10. Verfahren (100) gemäß Anspruch 9, wobei zwischen den Schritten (110) des Erkennens ein Zeitintervall variiert wird oder variabel ist, insbesondere wobei im Schritt (115) des Auswertens ein Zyklus, eine Temperatur und/oder Zeitintervall bestimmt wird, an dem ein Wert des optischen Signals (530), ein Anstieg des Werts des optischen Signals und/oder eine Änderungsrate des Werts des Anstiegs des optischen Signals (530) maximal wird.

11. Verfahren (100) gemäß einem der vorangegangenen Ansprüche, wobei bei einem wiederholten Ausführen der Schritte (105, 110) des Verfahrens (100) ein Schritt (105) des Einstellens und ein Schritt (110) des Erkennens zumindest teilweise zeitlich parallel zueinander ausgeführt werden.
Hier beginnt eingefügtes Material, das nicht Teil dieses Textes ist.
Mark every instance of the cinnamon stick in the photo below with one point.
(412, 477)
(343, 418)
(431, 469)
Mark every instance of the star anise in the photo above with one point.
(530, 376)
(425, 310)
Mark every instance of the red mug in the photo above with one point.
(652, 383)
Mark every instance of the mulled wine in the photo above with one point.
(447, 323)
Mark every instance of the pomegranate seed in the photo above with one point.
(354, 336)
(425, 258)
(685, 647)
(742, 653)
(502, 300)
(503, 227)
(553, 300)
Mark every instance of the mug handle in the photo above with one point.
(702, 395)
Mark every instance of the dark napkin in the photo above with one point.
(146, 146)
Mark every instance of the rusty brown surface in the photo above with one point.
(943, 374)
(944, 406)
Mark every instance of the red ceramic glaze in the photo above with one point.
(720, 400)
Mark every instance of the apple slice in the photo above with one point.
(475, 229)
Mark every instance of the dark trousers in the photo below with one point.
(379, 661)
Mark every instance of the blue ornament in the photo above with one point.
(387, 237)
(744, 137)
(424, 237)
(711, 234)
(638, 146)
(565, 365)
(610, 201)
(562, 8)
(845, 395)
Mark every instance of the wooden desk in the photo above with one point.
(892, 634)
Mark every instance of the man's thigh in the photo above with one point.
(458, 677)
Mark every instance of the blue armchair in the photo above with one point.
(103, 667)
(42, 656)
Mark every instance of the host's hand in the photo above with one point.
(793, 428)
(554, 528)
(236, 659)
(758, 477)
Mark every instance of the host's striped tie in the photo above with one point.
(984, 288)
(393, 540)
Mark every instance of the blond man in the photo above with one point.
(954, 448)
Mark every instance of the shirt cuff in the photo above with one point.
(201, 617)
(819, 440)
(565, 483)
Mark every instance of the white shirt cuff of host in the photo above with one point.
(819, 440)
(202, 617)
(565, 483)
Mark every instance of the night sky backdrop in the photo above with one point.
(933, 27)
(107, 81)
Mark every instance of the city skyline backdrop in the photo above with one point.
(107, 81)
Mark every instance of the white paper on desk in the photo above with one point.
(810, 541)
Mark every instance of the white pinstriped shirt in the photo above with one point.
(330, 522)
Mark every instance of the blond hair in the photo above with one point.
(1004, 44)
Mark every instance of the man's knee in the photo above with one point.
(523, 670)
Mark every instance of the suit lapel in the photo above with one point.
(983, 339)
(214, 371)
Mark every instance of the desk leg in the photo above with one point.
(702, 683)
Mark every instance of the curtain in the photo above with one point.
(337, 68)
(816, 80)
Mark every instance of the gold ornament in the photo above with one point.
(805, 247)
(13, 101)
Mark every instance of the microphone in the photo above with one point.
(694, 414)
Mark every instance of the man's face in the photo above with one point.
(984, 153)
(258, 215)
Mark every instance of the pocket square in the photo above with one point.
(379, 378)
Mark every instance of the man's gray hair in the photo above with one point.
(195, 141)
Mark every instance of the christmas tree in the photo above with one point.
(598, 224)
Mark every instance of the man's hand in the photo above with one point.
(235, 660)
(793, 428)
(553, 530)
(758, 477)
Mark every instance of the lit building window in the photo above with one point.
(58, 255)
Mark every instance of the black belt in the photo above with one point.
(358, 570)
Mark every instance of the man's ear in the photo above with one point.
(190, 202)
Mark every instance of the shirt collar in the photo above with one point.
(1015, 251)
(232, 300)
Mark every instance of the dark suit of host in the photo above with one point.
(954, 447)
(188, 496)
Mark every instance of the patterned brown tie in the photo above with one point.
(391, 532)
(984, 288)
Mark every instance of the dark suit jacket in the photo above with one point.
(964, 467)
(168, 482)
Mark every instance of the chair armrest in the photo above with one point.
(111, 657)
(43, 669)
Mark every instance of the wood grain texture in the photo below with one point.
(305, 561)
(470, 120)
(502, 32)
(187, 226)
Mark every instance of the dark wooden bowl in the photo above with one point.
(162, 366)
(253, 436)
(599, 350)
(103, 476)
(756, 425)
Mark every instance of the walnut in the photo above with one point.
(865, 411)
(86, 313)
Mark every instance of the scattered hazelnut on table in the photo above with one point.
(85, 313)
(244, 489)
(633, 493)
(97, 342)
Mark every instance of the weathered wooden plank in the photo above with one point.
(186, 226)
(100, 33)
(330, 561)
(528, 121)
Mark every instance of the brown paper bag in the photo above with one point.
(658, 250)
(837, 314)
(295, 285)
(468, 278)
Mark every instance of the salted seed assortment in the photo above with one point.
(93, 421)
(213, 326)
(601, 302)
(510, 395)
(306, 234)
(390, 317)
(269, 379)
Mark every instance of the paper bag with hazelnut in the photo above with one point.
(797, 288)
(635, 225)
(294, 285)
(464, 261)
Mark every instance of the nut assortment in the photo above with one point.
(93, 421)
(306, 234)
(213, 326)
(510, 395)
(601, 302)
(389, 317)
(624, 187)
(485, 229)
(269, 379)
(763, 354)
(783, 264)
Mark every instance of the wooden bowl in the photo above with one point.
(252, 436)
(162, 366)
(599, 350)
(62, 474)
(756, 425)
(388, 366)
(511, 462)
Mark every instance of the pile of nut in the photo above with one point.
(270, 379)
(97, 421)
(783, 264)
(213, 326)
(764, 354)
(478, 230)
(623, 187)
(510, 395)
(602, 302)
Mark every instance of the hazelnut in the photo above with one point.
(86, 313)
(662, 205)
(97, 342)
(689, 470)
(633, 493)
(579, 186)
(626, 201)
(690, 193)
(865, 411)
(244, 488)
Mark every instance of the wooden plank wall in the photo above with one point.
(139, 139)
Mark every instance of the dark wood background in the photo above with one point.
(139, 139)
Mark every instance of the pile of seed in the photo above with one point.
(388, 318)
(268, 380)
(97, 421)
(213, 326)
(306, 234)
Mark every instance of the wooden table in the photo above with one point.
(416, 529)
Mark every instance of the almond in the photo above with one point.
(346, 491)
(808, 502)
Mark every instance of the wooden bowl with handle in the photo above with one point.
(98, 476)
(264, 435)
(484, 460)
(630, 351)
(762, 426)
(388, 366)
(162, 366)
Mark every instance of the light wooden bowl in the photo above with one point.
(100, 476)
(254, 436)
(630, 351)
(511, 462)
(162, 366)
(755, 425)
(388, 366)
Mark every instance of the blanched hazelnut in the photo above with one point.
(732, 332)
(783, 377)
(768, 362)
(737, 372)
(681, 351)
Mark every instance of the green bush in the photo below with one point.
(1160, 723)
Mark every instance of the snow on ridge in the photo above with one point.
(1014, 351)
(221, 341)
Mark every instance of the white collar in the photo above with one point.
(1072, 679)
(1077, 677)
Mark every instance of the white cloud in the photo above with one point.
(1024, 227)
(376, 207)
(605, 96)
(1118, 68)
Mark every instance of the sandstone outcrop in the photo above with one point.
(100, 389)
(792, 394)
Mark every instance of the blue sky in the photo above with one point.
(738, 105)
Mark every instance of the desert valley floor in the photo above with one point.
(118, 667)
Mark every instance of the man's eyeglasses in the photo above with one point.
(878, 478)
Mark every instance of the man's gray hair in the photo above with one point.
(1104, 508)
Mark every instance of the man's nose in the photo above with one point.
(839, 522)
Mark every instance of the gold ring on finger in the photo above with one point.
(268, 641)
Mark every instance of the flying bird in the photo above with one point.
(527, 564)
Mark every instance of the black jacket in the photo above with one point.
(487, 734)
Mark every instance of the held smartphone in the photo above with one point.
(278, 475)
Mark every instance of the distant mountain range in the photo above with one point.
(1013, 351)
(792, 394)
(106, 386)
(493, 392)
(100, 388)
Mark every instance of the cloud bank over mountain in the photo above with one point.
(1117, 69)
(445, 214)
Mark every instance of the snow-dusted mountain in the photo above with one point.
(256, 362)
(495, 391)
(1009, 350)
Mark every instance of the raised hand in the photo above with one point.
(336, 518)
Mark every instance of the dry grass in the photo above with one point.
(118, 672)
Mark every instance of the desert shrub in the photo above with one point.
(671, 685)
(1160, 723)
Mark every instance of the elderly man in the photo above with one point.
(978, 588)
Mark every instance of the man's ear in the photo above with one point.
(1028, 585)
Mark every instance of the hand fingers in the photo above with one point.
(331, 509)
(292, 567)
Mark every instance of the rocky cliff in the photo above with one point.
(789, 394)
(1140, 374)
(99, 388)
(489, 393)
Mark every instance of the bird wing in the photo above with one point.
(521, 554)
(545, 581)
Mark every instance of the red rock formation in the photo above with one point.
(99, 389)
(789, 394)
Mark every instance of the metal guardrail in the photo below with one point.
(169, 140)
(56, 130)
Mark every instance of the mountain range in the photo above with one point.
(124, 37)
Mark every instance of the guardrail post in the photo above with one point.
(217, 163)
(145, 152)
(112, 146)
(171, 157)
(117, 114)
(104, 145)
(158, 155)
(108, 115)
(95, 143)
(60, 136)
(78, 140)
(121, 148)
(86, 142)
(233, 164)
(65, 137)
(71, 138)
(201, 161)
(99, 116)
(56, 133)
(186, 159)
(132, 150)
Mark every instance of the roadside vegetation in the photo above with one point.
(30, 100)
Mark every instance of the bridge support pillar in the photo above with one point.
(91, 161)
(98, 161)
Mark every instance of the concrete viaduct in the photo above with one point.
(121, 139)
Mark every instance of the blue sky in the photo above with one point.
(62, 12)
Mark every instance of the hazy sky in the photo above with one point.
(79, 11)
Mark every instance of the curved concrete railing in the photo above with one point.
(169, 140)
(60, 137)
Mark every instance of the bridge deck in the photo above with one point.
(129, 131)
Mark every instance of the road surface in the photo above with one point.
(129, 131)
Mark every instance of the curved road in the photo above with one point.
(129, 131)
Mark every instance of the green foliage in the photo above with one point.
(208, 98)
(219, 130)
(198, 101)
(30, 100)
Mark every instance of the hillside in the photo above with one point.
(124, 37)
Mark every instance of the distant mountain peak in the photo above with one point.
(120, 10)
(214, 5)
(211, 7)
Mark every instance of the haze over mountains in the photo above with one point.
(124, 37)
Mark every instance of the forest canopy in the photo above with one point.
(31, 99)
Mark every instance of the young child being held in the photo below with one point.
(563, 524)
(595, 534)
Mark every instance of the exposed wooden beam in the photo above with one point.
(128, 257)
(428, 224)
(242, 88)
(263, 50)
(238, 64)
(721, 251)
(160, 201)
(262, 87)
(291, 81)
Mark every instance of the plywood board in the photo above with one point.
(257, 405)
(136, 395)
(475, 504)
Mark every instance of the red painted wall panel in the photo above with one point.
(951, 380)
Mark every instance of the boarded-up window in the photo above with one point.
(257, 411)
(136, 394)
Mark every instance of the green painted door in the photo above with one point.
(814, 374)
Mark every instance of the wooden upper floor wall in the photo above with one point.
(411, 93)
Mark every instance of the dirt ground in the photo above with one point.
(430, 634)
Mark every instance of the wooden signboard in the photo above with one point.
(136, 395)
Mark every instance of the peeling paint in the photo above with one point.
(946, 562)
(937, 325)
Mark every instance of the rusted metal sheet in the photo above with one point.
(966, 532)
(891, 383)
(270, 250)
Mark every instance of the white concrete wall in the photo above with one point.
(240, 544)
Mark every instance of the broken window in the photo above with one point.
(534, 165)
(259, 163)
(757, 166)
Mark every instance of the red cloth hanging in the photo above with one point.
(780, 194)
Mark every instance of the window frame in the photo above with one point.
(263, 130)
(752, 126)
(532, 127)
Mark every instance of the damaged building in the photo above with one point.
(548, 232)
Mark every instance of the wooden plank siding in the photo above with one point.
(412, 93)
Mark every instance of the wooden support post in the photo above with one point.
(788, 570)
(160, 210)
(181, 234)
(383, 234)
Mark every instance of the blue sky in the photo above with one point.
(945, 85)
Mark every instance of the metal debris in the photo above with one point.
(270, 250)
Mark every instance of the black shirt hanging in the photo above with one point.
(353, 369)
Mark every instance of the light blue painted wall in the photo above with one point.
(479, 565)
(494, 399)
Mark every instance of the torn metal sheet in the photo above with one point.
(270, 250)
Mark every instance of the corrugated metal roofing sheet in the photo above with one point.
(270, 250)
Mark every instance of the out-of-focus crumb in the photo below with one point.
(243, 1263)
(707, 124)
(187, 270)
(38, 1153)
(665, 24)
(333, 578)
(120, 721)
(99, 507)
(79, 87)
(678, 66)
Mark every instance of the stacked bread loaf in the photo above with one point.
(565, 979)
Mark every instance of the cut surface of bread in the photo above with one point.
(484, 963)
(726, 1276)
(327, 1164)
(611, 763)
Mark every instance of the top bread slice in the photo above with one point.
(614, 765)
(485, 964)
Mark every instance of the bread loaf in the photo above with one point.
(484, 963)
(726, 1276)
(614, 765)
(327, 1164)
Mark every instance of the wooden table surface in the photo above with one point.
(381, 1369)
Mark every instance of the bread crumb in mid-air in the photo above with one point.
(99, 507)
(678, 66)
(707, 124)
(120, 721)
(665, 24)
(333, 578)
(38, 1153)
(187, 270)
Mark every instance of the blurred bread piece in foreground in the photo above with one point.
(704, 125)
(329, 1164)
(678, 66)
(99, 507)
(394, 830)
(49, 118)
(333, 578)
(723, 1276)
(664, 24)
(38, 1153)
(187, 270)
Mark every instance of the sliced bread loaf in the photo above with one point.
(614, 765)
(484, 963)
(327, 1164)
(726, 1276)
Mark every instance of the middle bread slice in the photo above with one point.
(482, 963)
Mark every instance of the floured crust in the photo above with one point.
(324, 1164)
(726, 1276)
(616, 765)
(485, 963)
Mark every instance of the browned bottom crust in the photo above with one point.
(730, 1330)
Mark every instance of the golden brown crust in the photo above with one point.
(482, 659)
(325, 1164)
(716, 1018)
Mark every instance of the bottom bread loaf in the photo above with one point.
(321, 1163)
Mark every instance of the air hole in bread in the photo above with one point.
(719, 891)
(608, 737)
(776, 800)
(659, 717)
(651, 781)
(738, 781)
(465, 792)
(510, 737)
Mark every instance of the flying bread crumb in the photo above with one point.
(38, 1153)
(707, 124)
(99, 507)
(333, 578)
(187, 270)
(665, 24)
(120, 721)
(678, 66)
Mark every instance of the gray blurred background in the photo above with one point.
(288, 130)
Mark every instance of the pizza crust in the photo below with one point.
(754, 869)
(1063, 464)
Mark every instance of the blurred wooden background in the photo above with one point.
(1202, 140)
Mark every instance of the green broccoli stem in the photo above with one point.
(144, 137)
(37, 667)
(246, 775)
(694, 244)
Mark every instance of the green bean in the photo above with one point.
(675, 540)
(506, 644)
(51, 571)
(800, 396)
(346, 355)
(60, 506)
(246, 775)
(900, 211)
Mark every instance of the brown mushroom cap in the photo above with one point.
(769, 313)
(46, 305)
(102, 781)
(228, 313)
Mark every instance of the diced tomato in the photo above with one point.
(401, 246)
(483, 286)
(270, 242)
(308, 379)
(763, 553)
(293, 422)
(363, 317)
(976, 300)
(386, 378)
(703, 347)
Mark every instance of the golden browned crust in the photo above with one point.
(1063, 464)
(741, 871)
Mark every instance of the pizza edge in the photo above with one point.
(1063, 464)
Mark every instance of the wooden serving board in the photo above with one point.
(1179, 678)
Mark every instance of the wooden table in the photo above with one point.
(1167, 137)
12. Verfahren (100) nach einem der vorangegangenen Ansprüche, wobei der Schritt (102) des Aufteilens des Fluids unter Verwendung einer Aufnahmeeinheit mit Kavitäten erfolgt.

13. Steuergerät (500), das eingerichtet ist, um die Schritte (105, 110, 115) des Verfahrens (100) gemäß einem der vorangegangenen Ansprüche in entsprechenden Einheiten (505, 510, 515) auszuführen und/oder anzusteuern.

14. Computerprogramm, das dazu eingerichtet ist, die Schritte (105, 110, 115) des Verfahrens (100) gemäß einem der Ansprüche 1 bis 12 auszuführen und/oder anzusteuern.

15. Maschinenlesbares Speichermedium, auf dem das Computerprogramm nach Anspruch 14 gespeichert ist.